Department of Rheumatology, the Second Hospital of Shanxi Medical University, Taiyuan City, Shanxi Province, 030001, China.
Department of Rheumatology, Xi'an International Medical Center Hospital, Xi'an City, Shaanxi Province, China.
BMC Immunol. 2024 Jul 8;25(1):41. doi: 10.1186/s12865-024-00632-0.

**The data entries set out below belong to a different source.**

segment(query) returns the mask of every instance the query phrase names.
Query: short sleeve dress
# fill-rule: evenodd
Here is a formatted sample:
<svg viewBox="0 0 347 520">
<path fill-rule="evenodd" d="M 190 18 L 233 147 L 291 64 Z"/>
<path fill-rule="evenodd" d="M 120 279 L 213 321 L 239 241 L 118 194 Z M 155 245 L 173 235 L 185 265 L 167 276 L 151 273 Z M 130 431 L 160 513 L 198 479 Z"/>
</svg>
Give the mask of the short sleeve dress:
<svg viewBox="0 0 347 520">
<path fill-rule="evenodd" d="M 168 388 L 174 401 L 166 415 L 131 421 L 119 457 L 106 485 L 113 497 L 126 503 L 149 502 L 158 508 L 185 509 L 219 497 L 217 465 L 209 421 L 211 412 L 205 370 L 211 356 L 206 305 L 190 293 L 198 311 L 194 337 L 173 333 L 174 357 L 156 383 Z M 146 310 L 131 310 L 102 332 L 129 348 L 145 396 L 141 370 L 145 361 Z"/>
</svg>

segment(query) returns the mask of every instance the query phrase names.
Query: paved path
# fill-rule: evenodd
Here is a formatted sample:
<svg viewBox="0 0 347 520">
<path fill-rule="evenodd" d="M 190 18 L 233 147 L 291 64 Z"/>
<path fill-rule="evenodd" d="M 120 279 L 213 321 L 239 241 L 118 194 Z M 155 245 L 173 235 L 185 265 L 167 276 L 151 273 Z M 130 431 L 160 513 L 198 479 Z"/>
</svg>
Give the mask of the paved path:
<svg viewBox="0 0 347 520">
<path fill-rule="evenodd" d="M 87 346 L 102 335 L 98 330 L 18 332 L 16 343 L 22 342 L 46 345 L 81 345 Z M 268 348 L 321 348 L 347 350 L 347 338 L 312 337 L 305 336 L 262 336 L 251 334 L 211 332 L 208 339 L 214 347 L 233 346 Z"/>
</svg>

Systemic lupus erythematosus (SLE) is an autoimmune disease characterized by disturbance of pro-inflammatory and anti-inflammatory lymphocytes. Growing evidence shown that gut microbiota participated in the occurrence and development of SLE by affecting the differentiation and function of intestinal immune cells. The purpose of this study was to investigate the changes of gut microbiota in SLE and judge its associations with peripheral T lymphocytes.
A total of 19 SLE patients and 16 HCs were enrolled in this study. Flow cytometry was used to detect the number of peripheral T lymphocyte subsets, and 16 s rRNA was used to detect the relative abundance of gut microbiota. Analyzed the correlation between gut microbiota with SLEDAI, ESR, ds-DNA and complement. SPSS26.0 software was used to analyze the experimental data. Mann-Whitney U test was applied to compare T lymphocyte subsets. Spearman analysis was used for calculating correlation.
Compared with HCs, the proportions of Tregs (P = 0.001), Tfh cells (P = 0.018) and Naïve CD4 + T cells (P = 0.004) significantly decreased in SLE patients, and proportions of Th17 cells (P = 0.020) and γδT cells (P = 0.018) increased in SLE. The diversity of SLE patients were significantly decreased. Addition, there were 11 species of flora were discovered to be distinctly different in SLE group (P < 0.05). In the correlation analysis of SLE, Tregs were positively correlated with Ruminococcus2 (P = 0.042), Th17 cells were positively correlated with Megamonas (P = 0.009), γδT cells were positively correlated with Megamonas (P = 0.003) and Streptococcus (P = 0.004), Tfh cells were positively correlated with Bacteroides (P = 0.040), and Th1 cells were negatively correlated with Bifidobacterium (P = 0.005). As for clinical indicators, the level of Tregs was negatively correlated with ESR (P = 0.031), but not with C3 and C4, and the remaining cells were not significantly correlated with ESR, C3 and C4.
Gut microbiota and T lymphocyte subsets of SLE changed and related to each other, which may break the immune balance and affect the occurrence and development of SLE. Therefore, it is necessary to pay attention to the changes of gut microbiota and provide new ideas for the treatment of SLE.
系统性红斑狼疮(SLE)是一种自身免疫性疾病,其特征是促炎和抗炎淋巴细胞紊乱。越来越多的证据表明,肠道微生物群通过影响肠道免疫细胞的分化和功能,参与 SLE 的发生和发展。本研究旨在探讨 SLE 患者肠道微生物群的变化,并判断其与外周 T 淋巴细胞的关系。
本研究共纳入 19 例 SLE 患者和 16 名健康对照者(HCs)。采用流式细胞术检测外周 T 淋巴细胞亚群,采用 16s rRNA 检测肠道微生物群的相对丰度。分析肠道微生物群与 SLEDAI、ESR、ds-DNA 和补体的相关性。采用 SPSS26.0 软件分析实验数据。采用 Mann-Whitney U 检验比较 T 淋巴细胞亚群。采用 Spearman 分析计算相关性。
与 HCs 相比,SLE 患者中 Tregs(P=0.001)、Tfh 细胞(P=0.018)和 Naive CD4+T 细胞(P=0.004)的比例显著降低,Th17 细胞(P=0.020)和 γδT 细胞(P=0.018)的比例增加。SLE 患者的菌群多样性明显降低。此外,SLE 组有 11 种菌群明显不同(P<0.05)。在 SLE 的相关性分析中,Tregs 与 Ruminococcus2 呈正相关(P=0.042),Th17 细胞与 Megamonas 呈正相关(P=0.009),γδT 细胞与 Megamonas(P=0.003)和 Streptococcus(P=0.004)呈正相关,Tfh 细胞与 Bacteroides 呈正相关(P=0.040),Th1 细胞与双歧杆菌呈负相关(P=0.005)。就临床指标而言,Tregs 水平与 ESR 呈负相关(P=0.031),但与 C3 和 C4 无关,其余细胞与 ESR、C3 和 C4 无显著相关性。
SLE 患者肠道微生物群和 T 淋巴细胞亚群发生变化并相互关联,可能打破免疫平衡,影响 SLE 的发生发展。因此,有必要关注肠道微生物群的变化,为 SLE 的治疗提供新的思路。